Oligarki Kekuasaan Menguat, Kemiskinan pun Meluas
Semakin sering kita baca atau dengar ungkapan “Siapa yang sebenarnya berkuasa di negeri ini?"
Hal itu menunjukkan meningkatnya gejala kegelisahan khususnya di kalangan kaum intelektual atas semakin kuatnya oligarkhi kekuasaan di negeri ini.
Oligarkhi pada awalnya adalah kekuasaan berada di tangan sekelompok kecil politisi atau elite politik yang berkonotasi dengan uang (orang kaya). Sebenarnya sudah ada sejak Orde Baru, tetapi transaksi uang itu (politik uang) dalam sistem politik demokrasi yang diterapkan sejak reformasi jelas mencederai demokrasi.
Bukan hanya Oligarkhi di lingkungan “pembuat keputusan” di pusat dan daerah, politik uang atau transaksi uang itu beredar. Tetapi terjadi juga dalam setiap Pemilu. Bukan hanya bagi-bagi uang di warung-warung kopi, sawah dan serangan fajar, bahkan juga pemindahan suara untuk memenangkan seorang kandidat yang mestinya kalah.
Dengan kata lain, politik sudah terjebak ke dalam “sistem oligarkhi” atau suatu pola penggunaan uang dan materi untuk memenangkan pemilihan.
Caleg atau Cabup sulit menang tanpa melibatkan uang atau materi lainnya. Berbagai macam aturan dibikin, tetapi gagal mencegah gejala tersebut. Timbullah korupsi politik yang sulit diberantas oleh KPK.
Tentu saja tidak semua pemenang kontes pemilihan politik menang dengan cara seperti itu. Pasti ada calon yang berlaga dengan lebih mengandalkan modal politik atas dasar reputasi, performans, kecerdasan dan interaksi yang terbangun lama.
Sedihnya politik uang menjalar di kalangan akar rumput sudah menjadi realitas yang tidak bisa disembunyikan dan hal itu bersumber pada kemiskinan.
Suara akan diberikan kepada siapa yang berani membayar lebih tinggi. Sering kita dengar istilah “wani piro atau berani membayar berapa”.

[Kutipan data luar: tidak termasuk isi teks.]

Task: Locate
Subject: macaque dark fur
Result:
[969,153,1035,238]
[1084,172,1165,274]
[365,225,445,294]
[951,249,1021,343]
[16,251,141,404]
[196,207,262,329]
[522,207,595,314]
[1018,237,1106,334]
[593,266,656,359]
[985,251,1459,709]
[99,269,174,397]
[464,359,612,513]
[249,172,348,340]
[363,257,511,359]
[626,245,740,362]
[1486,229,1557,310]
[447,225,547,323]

Saya pernah diperingatkan oleh seorang pemuka masyarakat yang sangat terpandang sehabis ceramah sebab menganggap hal itu sebagai bagian dari rasuah. Kata beliau, biarlah mereka orang kecil ikut menikmati demokrasi tiga kali dalam lima tahun (Pileg, Pilbup dan Pilgub ).
Saya pun tersadar ada problem kemiskinan, suatu faktor yang mendasar.
Timbul pertanyaan apakah demokrasi yang kita terapkan sejak reformasi sesuai dengan kondisi masyarakat kita?
Kata Alexis de Tocqueville, penulis buku “Democracy in Amerika” yang meramalkan bahwa Amerika Serikat akan menjadi kampiun demokrasi karena didirikan oleh pejuang demokrasi yang melarikan diri dari penindasan kaum aristokrat di Eropa Barat.
Imam Mawardi pada abad pertengahan juga menulis dalil atau teori bahwa “sistem politik suatu bangsa terbangun dari aqidahnya (nilai agama dan budaya). Mungkin kita sejak 1999 tergesa-gesa memaksakan sistem politik demokrasi (liberal) tanpa penyesuaian dengan kondisi masyarakat kita.
Mungkin (demokrasi kita) perlu penahapan ya ?
DR KH As'ad Said Ali
Pengamat Sosial-Politik, Wakil Ketua Umum Pengurus Besar Nahdlatul Ulama periode 2010-2015, tinggal di Jakarta.